Levantó la mirada y se encontró con el reflejo de su rostro: tenía las mejillas coloradas, una gota de sudor le corría por la frente y tenía una boba sonrisa en los labios. El vidrio frente a ella se empañaba más a cada respiración. Rio espontáneamente y una bocanada volvió borrosa la imagen frente a ella. ¡Por dios, que calor hacía! Giró sobre los talones y apoyó el trasero en la mesita metálica. Se llevó una mano al pecho. El corazón le iba a mil por segundo. “Pronto podrá sentirlo” pensó y la idea hizo que se pusiera como tomate. Sin volverse, tomó el móvil de la mesita: dos palomitas grises. ¡puta madre! Puso el móvil en la mesita y se paseó de un lado al otro frente a ella. Miró en todas direcciones. ¡Bien! Allí estaba todo lo que necesitaban: estetoscopio, tensiómetro, pulsioxímetro, electrodos y (tentador pero peligroso) desfibrilador. Pensó por un momento si alguna vez habían utilizado el desfibrilador en una alumna dentro de la institución. Aquello la excitó. Se sujetó la cabeza con las manos, tiró de su cabello y giró sobre sí misma. Desabrochó los botones del suéter escolar, lo lanzó a una esquina y aflojó la corbata. Puso un dedo sobre el esternón y lo deslizó hacia abajo. Podía sentir el borde de su camiseta interior por arriba de los pechos. Ahora lo hizo sobre los hombros siguiendo el relieve que formaban los tirantes de su camiseta.
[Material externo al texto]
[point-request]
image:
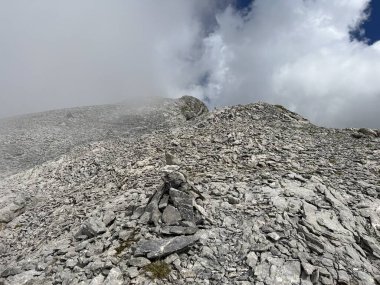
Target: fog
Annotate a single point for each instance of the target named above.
(57, 54)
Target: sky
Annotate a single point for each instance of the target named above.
(320, 58)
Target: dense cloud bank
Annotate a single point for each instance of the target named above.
(296, 53)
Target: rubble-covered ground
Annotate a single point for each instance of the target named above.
(32, 139)
(250, 194)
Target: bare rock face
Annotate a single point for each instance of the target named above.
(29, 140)
(249, 194)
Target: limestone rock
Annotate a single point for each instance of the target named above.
(153, 249)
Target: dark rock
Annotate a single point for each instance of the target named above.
(171, 215)
(183, 202)
(178, 230)
(158, 248)
(92, 228)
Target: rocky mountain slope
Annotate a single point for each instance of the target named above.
(249, 194)
(32, 139)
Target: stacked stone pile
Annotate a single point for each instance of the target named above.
(250, 194)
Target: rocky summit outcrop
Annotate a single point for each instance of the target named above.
(29, 140)
(249, 194)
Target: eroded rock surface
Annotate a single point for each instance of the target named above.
(250, 194)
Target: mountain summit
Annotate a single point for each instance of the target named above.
(250, 194)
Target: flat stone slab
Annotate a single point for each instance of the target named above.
(158, 248)
(178, 230)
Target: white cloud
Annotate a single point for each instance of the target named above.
(297, 53)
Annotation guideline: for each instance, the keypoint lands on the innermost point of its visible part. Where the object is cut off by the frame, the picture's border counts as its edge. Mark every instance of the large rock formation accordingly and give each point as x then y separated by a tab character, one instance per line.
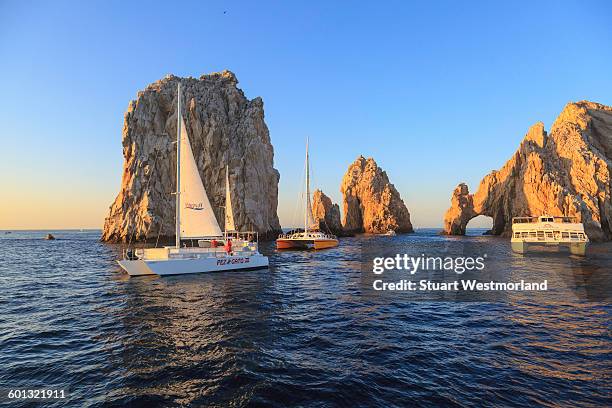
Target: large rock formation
326	214
371	202
224	127
564	172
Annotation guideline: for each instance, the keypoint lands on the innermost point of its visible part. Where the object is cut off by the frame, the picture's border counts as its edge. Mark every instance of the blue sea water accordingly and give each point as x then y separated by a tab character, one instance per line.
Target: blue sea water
310	331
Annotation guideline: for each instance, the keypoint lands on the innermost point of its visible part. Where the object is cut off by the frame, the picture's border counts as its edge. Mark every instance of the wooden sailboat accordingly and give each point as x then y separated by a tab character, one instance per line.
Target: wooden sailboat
195	221
310	237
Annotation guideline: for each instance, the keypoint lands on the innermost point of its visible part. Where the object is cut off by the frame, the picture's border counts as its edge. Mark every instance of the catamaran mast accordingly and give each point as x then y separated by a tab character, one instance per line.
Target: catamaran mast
178	168
308	207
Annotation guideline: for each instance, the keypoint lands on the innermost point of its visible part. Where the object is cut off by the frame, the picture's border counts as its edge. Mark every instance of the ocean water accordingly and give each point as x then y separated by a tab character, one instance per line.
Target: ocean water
310	331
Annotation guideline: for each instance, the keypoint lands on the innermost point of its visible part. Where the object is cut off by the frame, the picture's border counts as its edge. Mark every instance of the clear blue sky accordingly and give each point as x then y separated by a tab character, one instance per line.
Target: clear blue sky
436	92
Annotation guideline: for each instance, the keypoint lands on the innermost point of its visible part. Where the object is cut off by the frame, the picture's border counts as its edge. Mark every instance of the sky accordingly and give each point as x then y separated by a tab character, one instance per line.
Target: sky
437	92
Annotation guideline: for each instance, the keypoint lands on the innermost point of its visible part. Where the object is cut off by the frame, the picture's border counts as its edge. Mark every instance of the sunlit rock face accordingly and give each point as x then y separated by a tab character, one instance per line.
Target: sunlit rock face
564	172
371	203
326	214
224	127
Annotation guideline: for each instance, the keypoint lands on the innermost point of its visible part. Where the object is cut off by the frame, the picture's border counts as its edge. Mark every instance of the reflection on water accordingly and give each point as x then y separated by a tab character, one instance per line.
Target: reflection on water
307	330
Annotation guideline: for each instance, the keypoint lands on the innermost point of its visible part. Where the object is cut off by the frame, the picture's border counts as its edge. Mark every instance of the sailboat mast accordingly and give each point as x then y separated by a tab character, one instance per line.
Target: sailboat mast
306	216
178	168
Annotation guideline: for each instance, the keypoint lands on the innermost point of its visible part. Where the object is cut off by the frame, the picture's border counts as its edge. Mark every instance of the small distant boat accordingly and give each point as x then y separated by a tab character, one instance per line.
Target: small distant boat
548	230
195	221
310	237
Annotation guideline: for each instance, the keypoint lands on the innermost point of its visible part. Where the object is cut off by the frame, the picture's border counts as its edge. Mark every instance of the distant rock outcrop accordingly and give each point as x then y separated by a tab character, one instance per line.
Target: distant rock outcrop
326	214
371	202
564	172
224	127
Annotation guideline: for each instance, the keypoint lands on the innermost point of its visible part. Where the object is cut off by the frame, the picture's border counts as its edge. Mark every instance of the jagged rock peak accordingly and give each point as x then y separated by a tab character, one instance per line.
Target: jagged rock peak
564	172
224	127
326	214
371	203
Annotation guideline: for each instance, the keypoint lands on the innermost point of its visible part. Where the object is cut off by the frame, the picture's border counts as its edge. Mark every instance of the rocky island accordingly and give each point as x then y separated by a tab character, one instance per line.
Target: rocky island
225	128
371	203
564	172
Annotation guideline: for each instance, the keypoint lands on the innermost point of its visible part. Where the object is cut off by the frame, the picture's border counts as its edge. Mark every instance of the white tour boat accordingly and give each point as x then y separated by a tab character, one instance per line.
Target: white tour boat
548	230
196	222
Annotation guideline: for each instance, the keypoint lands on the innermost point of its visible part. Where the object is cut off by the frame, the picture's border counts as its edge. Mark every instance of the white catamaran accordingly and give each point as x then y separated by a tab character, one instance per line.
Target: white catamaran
195	221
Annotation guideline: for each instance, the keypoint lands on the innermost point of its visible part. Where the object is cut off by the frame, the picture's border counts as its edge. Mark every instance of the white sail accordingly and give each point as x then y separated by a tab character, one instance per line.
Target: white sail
229	213
197	218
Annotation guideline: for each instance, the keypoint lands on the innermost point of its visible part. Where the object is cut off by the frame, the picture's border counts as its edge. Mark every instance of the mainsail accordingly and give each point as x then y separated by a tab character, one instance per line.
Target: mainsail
197	218
229	213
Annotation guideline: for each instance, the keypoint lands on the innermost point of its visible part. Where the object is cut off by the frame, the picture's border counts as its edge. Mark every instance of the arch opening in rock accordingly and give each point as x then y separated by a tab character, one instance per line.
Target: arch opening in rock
479	225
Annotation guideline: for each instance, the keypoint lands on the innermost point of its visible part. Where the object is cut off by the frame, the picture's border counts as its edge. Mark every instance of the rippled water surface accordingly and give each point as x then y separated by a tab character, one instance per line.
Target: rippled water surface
309	331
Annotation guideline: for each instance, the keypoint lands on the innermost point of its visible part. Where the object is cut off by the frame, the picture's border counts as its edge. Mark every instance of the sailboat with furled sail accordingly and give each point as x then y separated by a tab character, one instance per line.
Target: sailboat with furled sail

—¡A ella le encantan! —susurró para sí misma.
Se quitó la corbata y desabrochó cuatro botones. ¡La camiseta ahora era visible! “Pero tal vez ella querría descubrirla”. Lo meditó por un segundo y volvió a poner todo en su lugar. Se dirigió hacia la mesita y tomó el móvil. Las palomitas seguían sin ser azules ¡diez minutos! ¿Cómo podía tardar tanto? Lo apagó y apoyó la frente contra el espejo resignada a que nunca llegaría.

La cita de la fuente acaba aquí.